History (continued)

Colorado
American Saddlebred
Horse Association

The American Horse was so versatile it was the Calvary’s horse of choice in the Revolutionary War, the War of 1812, and the Mexican War. Two Hundred years later, in 1861, the army again chose to use the American Horse when the North met the South in the Civil War. The American Horse demonstrated incredible endurance and dependability on long marches and under fire.  In fact, both General Robert E. Lee and General Ulysses S. Grant rode American Horses, and so did the entire Confederate command. General Lee’s horse was named Traveler, and General Grant’s horse was named Cincinnati.  After the Civil War, the American Horse became known as the American Saddlebred. The Saddlebred was then used to plow fields, pull the family in a buggy, and most notably, to carry plantation owners across their fields and over long distances in comfort.

Those times the family would gather on Sundays and go into town for Church with their best horses, which were usually Saddlebreds.  As time went on, competitions would break out in town on Sundays and the horse show was born!   

Today the American Saddlebred is still the ultimate show horse, high stepping and elegant. The American Saddlebred is known as the “peacock” of the show ring and carries himself with an attitude that eludes description; some call it class, some call it style, but everyone agrees it is a presence.

In the show ring, American Saddlebreds compete in six divisions:  Five Gaited, Three Gaited, Fine Harness, Park, Pleasure and Western.  Each division has its own look and desired traits; however, they all strive to meet the model of an ideal American Saddlebred.  All divisions of competition are judged on performance, manners, quality, and conformation.

The five gaited horses are typically the headliners of the show ring.  In addition to the conventional gaits, the walk, trot and canter, the five gaited horse is unusual because it has the capacity to learn two additional gaits - the Slow Gait and the Rack.  The slow-gait and the rack both "man-made" gaits. When the horse slow gaits, each foot hits the ground separately in a very controlled and collected fashion. The rack is much faster than the slow gait. The rack is so animated and exciting to watch that you would never believe it is perfectly smooth to ride.  Watch the rider as she racks her horse and you will see that she may bump side to side in rhythm with the horse’s hips, but she does not bounce up and down at all. The way a rider asks the horse to rack is to spread their hands apart and gently sea-saw the bit back and forth in the horse’s mouth.

Horses competing in the three gaited division are the epitome of beauty, brilliance, elegance, refinement and expression.  The horses perform the walk, park trot and canter in an animated and precise manner.  To accentuate the refinement of the horses in this division, they are shown with a roached mane (a shaved mane) and high set tail. 

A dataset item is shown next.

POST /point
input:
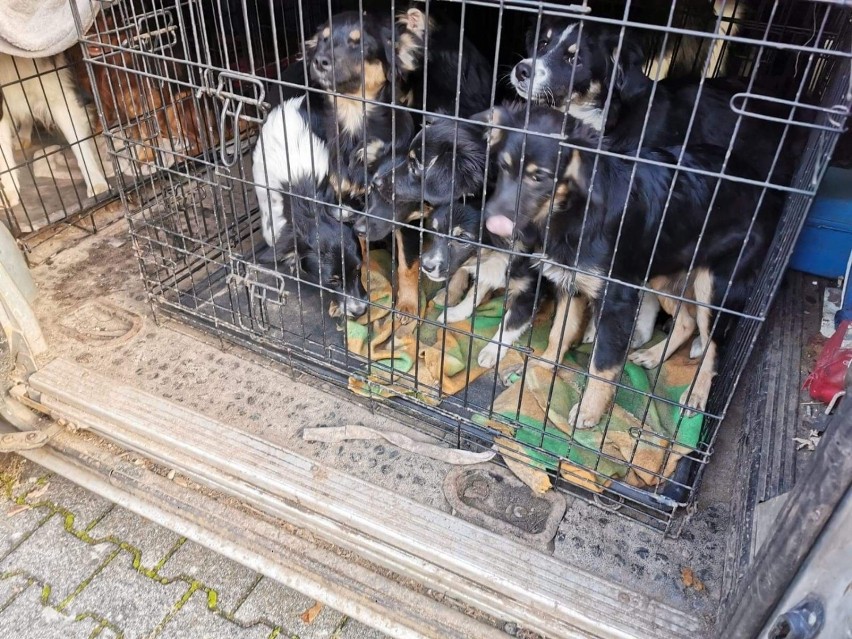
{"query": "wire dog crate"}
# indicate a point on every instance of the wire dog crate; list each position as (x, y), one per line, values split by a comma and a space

The pleasure division has been broken into two sections-Show Pleasure and Country Pleasure.  All horses competing in the pleasure division conform to the typical Saddlebred type.  Manners are emphasized in this division and all horses must perform a true flat walk, an animated show trot and a pleasurable canter.

Horses in the Country Western pleasure division demonstrate the traditional western gaits-flat walk, jog and lope.  Western tack and western attire is required for this division.

The hunter division of the American Saddlebred further showcases the versatility of the breed.  The hunter must give the distinct appearance of being a pleasure to ride and display a pleasurable and relaxed attitude.  Horses may be shown with a braided mane and tail. They are shown at the flat footed walk, trot, extended trot, canter and hand gallop.